11. The requirements of ss. 184 and 185 of the Act and rule 22 of the I.T. Rules, which deal with registration of a firm, are quite simple. The application for registration of a new firm is required to be made in Form No. 11 as prescribed by rule 22. It is to be accompanied by the partnership deed which must specify the individual shares of the partners. The application is to be made to the ITO concerned and is required to be signed by all the partners personally. An exception is provided in the case of a partner who is absent from India or is a lunatic or an idiot. The applications is required to be made before the end of the previous year unless sufficient cause is shown for not making the application in time. The ITO then goes into the genuineness of the firm and its constitution. He is to grant registration if he is satisfied that a genuine firm with the constitution so specified was in existence during the relevant period. The expression 'genuine firm' would mean that a firm is really in existence and the partners carry on the business of the firm in accordance with the terms of the deed of partnership. This is what is ordinarily understood by a genuine firm. It should not be sham or bogus.

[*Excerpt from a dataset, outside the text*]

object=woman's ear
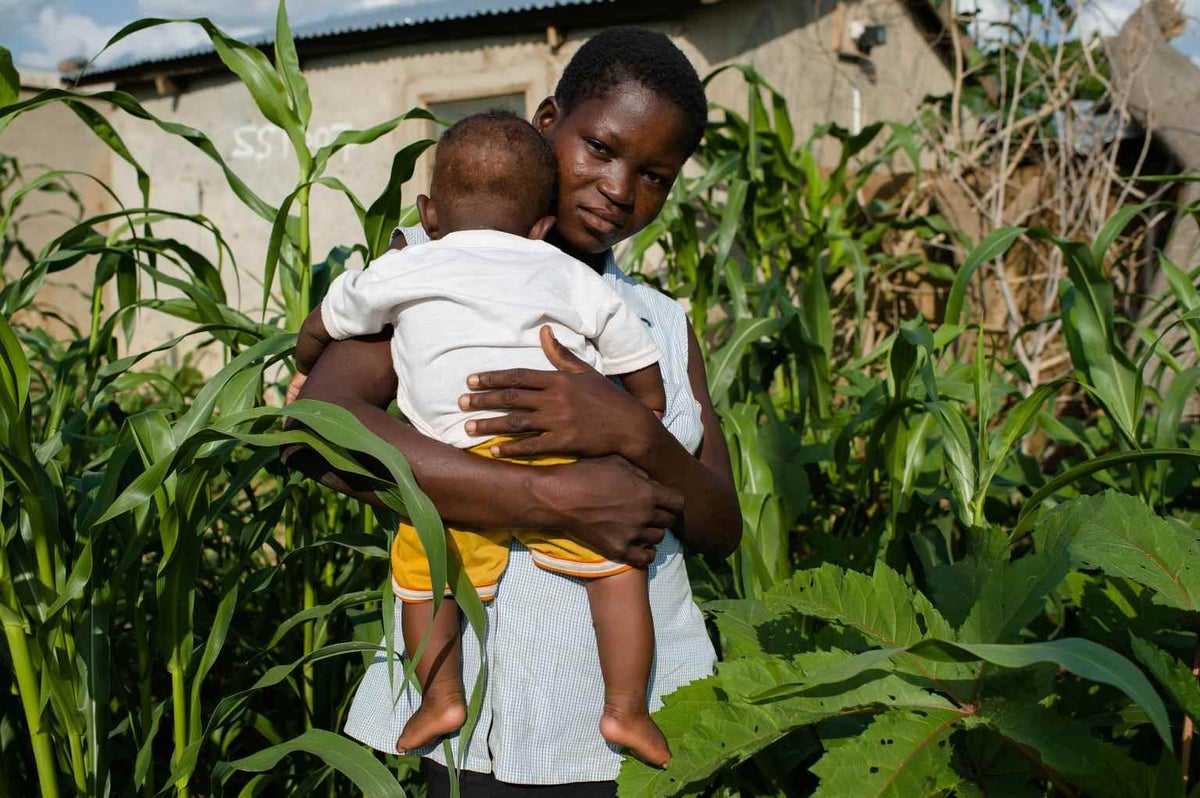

12. It would thus be seen that the ITO was wrong in refusing registration to the firm on the basis of the compromise deed dated July 30, 1970, and particularly with reference to clause 5 of the compromise deed. We should, however, not be understood to lay down that the ITO could not look into the subsequent events, after the close of the relevant year, to decide the application for registration, if pending, whether a genuine firm as evidenced by an instrument of partnership existed during that period.

13. We accordingly answer the question in the negative and in favor of the assessed. The Commissioner will pay costs to the assessed.